Ultimatum et fermeté face à l’entreprise Maripoma

C’est sur ce second volet, crucial pour l’avenir économique de la région, que le ton s’est durci. Le ministre des Travaux publics a profité de sa descente sur le terrain pour exprimer son vif mécontentement face à l’inertie du secteur privé. Huit mois après la finalisation des procédures administratives, l’entreprise chinoise Maripoma, adjudicataire du grand marché de construction, n’a toujours pas déployé ses engins.

Face à ce retard injustifié, l’État gabonais a rappelé la firme à ses obligations contractuelles de manière catégorique. Le message officiel est sans ambiguïté : le délai d’exécution de 48 mois est strictement impératif, et tout retard prolongé entraînera l’application immédiate de pénalités financières. L’enjeu est d’autant plus grand que ces infrastructures sont financées par des fonds empruntés par l’État, exigeant une gestion rigoureuse des deniers publics.
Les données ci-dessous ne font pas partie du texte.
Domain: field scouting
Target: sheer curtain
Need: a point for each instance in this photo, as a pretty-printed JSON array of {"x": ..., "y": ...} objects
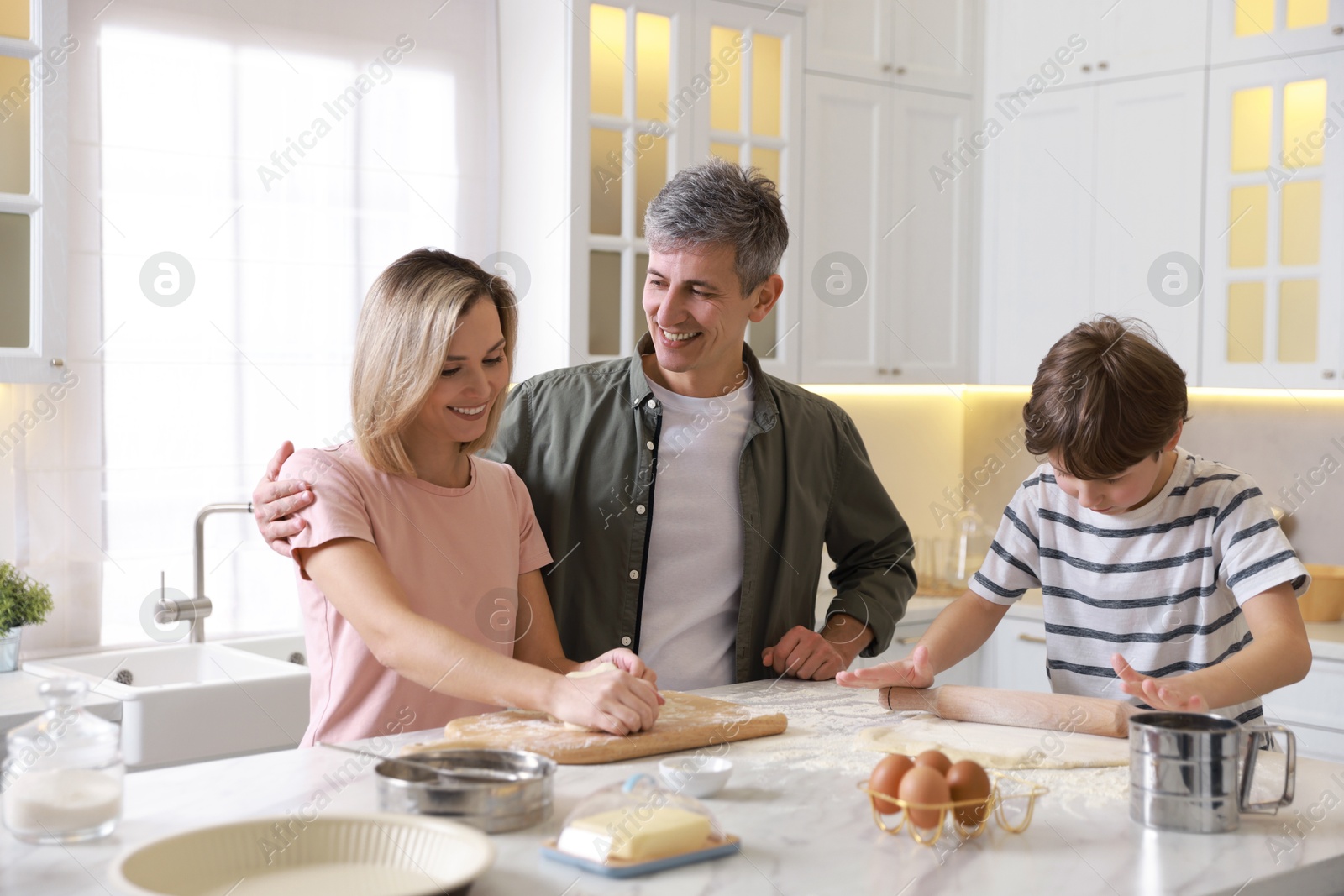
[{"x": 246, "y": 170}]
Vers une ceinture routière provinciale

Cette inspection s’inscrit plus largement dans le plan de modernisation des infrastructures de l’Ogooué-Ivindo. Au-delà du tronçon frontalier d’Ekata, le gouvernement supervise activement le chantier Makokou-Okondja, un tracé stratégique de 260 kilomètres.

Ces différents axes constituent les maillons essentiels de la future « ceinture routière », une ambition nationale destinée à interconnecter les grands chefs-lieux de province du Gabon, avec des extensions programmées vers Koula-Moutou et Mouila. Pour les entreprises du secteur BTP, l’avertissement de Libreville est désormais clair : la notification de l’ordre de service doit être suivie d’effets immédiats sur le terrain, sous peine de sanctions.